I expected the game to be ruled by certain presuppositions, but it wasn't as bad as I thought.
I made it to the final question without raising any flags. Here was the question:
It is justifiable to believe in God if one has a firm, inner conviction that God exists, regardless of the external evidence, or lack of it, for the truth or falsity of the conviction that God exists.
Apparently the test designers didn't like my way of thinking.
You've just taken a direct hit!
Earlier you said that it is not justifiable to base one's beliefs about the external world on a firm, inner conviction, paying no regard to the external evidence, or lack of it, for the truth or falsity of this conviction, but now you say it's justifiable to believe in God on just these grounds. That's a flagrant contradiction!
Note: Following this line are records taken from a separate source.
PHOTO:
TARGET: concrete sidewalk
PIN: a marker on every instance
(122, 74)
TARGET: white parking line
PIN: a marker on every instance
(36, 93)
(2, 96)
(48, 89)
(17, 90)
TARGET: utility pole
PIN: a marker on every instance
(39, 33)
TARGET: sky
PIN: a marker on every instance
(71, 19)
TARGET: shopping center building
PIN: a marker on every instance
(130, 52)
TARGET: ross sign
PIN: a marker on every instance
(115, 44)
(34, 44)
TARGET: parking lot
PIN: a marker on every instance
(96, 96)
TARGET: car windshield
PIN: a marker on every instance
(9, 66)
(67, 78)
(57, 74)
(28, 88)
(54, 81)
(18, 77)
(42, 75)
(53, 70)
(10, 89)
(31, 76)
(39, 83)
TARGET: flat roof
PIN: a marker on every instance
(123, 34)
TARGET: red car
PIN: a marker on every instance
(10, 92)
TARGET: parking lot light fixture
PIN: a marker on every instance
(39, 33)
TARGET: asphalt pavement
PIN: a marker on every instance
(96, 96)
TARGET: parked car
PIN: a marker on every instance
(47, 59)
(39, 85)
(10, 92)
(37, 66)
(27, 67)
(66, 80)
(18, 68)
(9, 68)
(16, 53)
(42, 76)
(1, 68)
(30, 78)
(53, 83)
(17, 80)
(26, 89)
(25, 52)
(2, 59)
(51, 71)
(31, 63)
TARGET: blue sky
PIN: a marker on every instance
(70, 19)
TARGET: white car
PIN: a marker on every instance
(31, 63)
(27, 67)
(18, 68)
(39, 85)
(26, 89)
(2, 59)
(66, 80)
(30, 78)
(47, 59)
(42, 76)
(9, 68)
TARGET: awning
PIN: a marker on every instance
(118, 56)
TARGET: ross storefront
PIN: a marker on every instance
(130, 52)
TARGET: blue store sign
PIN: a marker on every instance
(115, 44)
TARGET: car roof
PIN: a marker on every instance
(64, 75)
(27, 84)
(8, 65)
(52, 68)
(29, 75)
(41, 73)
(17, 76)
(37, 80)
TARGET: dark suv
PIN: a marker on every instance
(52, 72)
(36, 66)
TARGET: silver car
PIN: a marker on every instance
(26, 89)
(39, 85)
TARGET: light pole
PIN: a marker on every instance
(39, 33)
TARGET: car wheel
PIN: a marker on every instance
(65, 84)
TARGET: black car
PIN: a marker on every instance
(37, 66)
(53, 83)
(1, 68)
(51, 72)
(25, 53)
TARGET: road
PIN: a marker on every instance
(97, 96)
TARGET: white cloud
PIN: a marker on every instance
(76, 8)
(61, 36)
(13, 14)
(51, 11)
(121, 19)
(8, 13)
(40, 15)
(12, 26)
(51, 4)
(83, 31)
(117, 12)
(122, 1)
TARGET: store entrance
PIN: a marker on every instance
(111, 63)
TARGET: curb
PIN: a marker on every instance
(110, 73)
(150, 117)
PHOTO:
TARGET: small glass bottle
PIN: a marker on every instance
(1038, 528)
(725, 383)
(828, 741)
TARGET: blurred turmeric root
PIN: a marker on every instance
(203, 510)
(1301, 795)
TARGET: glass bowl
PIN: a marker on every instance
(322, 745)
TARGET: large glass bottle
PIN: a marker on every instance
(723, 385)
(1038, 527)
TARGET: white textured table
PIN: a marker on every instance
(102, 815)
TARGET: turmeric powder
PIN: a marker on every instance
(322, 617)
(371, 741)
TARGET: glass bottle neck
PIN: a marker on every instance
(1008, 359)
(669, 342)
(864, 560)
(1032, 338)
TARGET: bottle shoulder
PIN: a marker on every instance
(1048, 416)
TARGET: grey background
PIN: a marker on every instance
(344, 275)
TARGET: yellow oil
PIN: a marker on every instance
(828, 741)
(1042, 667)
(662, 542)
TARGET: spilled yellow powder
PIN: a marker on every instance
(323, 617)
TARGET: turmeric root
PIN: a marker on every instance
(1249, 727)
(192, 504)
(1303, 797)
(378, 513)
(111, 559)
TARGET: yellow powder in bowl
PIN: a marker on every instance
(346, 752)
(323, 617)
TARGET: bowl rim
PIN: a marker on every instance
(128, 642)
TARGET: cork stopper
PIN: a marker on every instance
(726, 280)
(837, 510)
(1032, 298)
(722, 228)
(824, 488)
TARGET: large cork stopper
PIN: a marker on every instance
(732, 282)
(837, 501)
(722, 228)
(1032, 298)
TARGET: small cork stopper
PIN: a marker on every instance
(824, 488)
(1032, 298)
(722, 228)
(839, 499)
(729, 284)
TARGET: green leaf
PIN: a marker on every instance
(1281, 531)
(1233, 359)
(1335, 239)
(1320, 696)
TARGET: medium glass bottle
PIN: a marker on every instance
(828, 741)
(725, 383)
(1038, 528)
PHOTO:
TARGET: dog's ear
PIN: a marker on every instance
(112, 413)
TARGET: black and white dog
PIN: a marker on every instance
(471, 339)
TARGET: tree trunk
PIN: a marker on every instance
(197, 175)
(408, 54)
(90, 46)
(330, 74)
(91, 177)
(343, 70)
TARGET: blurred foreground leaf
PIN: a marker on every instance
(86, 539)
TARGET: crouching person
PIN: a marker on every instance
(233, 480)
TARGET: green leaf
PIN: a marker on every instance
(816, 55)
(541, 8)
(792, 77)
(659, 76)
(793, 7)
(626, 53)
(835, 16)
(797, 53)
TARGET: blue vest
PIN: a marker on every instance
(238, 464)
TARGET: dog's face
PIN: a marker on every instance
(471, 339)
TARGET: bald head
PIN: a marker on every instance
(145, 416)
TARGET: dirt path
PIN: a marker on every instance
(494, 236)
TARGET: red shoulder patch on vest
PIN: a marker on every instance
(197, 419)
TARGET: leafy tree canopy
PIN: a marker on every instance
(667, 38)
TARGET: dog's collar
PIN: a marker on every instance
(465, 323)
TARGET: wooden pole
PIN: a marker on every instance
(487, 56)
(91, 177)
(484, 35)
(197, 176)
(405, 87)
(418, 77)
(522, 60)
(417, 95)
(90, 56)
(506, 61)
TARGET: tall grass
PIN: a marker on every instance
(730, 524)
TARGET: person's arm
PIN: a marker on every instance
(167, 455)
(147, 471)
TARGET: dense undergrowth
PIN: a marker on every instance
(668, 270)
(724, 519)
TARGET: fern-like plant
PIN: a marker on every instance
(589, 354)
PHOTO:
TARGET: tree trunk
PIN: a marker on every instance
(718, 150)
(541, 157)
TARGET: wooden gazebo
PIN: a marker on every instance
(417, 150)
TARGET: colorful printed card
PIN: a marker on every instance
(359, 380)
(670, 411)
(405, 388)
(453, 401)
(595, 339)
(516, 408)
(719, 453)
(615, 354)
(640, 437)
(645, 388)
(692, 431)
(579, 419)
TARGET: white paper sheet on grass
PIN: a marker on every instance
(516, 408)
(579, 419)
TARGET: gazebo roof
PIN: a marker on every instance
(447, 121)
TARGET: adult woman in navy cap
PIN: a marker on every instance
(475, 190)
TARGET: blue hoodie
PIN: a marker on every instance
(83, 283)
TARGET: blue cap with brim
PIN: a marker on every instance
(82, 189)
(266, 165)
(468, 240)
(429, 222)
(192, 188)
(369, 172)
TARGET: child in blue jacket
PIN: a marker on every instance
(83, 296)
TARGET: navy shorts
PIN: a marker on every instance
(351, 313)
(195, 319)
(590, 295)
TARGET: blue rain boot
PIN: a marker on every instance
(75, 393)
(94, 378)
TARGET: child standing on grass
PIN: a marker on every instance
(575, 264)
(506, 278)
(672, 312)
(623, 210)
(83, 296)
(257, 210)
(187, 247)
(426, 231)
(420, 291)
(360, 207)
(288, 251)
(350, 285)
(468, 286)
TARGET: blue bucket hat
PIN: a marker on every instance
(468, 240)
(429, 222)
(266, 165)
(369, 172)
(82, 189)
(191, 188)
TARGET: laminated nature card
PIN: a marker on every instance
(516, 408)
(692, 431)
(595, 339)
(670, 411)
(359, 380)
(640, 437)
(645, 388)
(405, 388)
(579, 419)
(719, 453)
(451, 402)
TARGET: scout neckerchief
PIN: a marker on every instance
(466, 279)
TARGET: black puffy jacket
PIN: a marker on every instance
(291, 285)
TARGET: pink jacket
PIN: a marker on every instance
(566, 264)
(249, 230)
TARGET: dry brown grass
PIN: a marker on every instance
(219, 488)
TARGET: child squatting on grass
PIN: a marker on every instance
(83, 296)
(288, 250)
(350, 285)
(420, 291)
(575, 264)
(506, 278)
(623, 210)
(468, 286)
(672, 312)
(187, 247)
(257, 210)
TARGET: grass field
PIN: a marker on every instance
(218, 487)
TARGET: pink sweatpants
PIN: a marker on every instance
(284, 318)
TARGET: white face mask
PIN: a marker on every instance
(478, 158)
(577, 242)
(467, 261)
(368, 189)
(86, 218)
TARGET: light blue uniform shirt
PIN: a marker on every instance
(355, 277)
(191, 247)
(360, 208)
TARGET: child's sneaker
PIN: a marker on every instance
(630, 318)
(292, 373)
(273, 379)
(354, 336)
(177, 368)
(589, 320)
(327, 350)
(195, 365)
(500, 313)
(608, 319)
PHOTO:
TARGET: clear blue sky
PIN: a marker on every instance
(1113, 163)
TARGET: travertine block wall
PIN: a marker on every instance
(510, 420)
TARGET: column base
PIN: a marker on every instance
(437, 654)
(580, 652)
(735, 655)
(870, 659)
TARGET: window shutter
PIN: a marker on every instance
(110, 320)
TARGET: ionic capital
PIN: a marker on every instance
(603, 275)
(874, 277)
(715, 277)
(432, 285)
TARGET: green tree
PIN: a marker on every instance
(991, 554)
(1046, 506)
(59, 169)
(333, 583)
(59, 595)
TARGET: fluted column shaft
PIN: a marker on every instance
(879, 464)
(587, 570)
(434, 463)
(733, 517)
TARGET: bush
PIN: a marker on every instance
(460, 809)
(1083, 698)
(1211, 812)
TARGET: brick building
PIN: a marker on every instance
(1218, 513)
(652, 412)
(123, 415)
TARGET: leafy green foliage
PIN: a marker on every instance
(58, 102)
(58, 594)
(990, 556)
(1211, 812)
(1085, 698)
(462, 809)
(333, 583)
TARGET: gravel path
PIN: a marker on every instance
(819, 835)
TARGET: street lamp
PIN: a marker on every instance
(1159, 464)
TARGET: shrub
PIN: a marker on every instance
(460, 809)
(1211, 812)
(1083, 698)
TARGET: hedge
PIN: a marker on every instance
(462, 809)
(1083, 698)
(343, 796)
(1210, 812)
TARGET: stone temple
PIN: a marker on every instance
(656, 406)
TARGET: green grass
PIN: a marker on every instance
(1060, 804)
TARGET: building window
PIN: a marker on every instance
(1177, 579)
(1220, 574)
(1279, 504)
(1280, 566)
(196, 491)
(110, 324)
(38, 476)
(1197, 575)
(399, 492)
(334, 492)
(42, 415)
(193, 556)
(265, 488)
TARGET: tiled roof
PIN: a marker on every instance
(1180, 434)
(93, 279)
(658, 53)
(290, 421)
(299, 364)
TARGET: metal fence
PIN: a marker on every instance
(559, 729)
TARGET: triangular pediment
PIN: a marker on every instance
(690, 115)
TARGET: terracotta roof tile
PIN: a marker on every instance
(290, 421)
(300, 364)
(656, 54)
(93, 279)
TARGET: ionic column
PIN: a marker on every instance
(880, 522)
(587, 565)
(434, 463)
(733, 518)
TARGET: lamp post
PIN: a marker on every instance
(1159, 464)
There were a number of other spots where the test forced an answer based on a false dilemma.Despite the claim of a “flagrant contradiction,” the problem here is arguably with the question. In one case we’re talking about “the external world”—but is God part of the “external world”? Is it proper to call an omnipresent God part of the “external world”?
The question, like many others on the test, was ambiguously worded. “External world” has the connotation of referring to the material world, and one would reasonably expect sense-data as a guide to an external material world but not as a guide to a “external” spiritual world that is not “external” in the same sense.
It just goes to show that in philosophy and logic, it's all in the presuppositions.